The Life of Stuff, for instance?

“Devoid of any wit, humour or cinematic style” – FilmFour review.

Or The Slab Boys?

“As much enjoyment as slowly squeezing your finger in a vice.” – User comment on IMDB.

Or Blood Red Roses?

“Mind-numbingly boring, self-righteous and over-prone to the use of that terrible short-cut of having its characters reacting to world events on TV”. – Time Out.

All based on stage plays, of course. And just because a playwright might fancy getting into movies doesn’t mean they’re any good at it. In fact, I couldn't turn up a single Scottish stage play-turned-film that got a decent review.

Meanwhile those of us in Scotland who genuinely want to make movies are forced into entering competitions to make TV dramas at a time when telly is shedding jobs by the skipload. I’ve never heard of playwrights having to do the same thing, because in theatre it’s more a case of a cosy phone call and ‘here’s the cheque, away and write what you fancy’. And unlike theatre, our film producers and directors start from a base of no wages and no funding to treat themselves or writers properly. It’s more like ‘give me your draft and if we’re lucky I might get us a few grand’. No, in Scottish theatre the money’s in place from the start. Nobody ever goes hungry, not when the government and the joint SS/SAC board value theatre so much more than film.

In February next year a 3-day conference, The Cultural Summit, is due to take place in Edinburgh. Guess which cultural item is off the menu? If any or all of what I've written here doesn’t sound the death knell of film in Scotland, I don’t know what does. In fact, I wouldn’t be surprised if sometime next year, SS and the idea of Scottish film will be quietly strangled and dumped. And if track record is anything to go by, our press and media won’t bother to tell us where the body’s been buried.

Monday, November 05, 2007

PI-LOSS IN GLESGA

Thank you Light&Shade for keeping us alert to the non-opportunity that is The Pilot scheme.

Maybe they should rebrand it Pi-loss, since that's what it amounts to. And shame on WGGB for not jumping on Channel 4, SS and HIE's heads for coming up with this tawdry, ill-thought and totally exploitative scheme.

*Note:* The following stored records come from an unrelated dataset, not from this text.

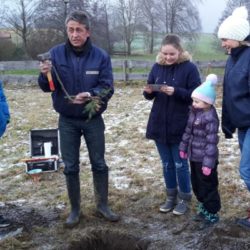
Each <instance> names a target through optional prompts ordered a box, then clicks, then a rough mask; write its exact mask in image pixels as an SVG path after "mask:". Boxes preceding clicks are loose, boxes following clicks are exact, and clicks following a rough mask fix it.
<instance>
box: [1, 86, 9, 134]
mask: <svg viewBox="0 0 250 250" xmlns="http://www.w3.org/2000/svg"><path fill="white" fill-rule="evenodd" d="M9 120H10V112H9V106H8V103H7V100H6V97H5V95H4V91H3V86H2V81H0V137H1V136H2V135H3V134H4V132H5V130H6V126H7V124H8V122H9Z"/></svg>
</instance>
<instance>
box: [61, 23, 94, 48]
mask: <svg viewBox="0 0 250 250" xmlns="http://www.w3.org/2000/svg"><path fill="white" fill-rule="evenodd" d="M66 28H67V35H68V38H69V41H70V43H71V44H72V45H73V46H74V47H81V46H83V45H84V43H85V42H86V40H87V38H88V37H89V35H90V33H89V30H87V29H86V28H85V25H83V24H80V23H78V22H76V21H72V20H70V21H69V22H68V23H67V25H66Z"/></svg>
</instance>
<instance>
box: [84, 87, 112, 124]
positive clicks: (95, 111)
mask: <svg viewBox="0 0 250 250" xmlns="http://www.w3.org/2000/svg"><path fill="white" fill-rule="evenodd" d="M111 91H112V89H111V88H107V89H104V90H102V91H101V92H100V93H99V94H98V95H96V96H91V97H90V98H89V101H88V103H87V104H86V105H85V106H84V109H83V114H88V120H90V119H91V118H92V117H93V116H94V115H95V114H96V113H97V112H98V111H99V110H100V108H101V106H102V104H103V103H104V102H103V98H105V97H107V96H108V95H109V94H110V92H111Z"/></svg>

Even worse, Pi-loss has got fuck all to do with cheap telly, it's about grabbing 12 properties for a pittance - you only have to look at the rights that you, the writer, have to give away even to take part in this bag of shite. And sorry Lucy - (see comments on my post 4CryingOut Loud) - I hate to piss on the parade here, but to say that the scheme gives a leg-up to Scottish writers is bogus. Only rich kids looking for a wee jolly up north need apply.

They might as well mug you in the street. Don't fall for it folks.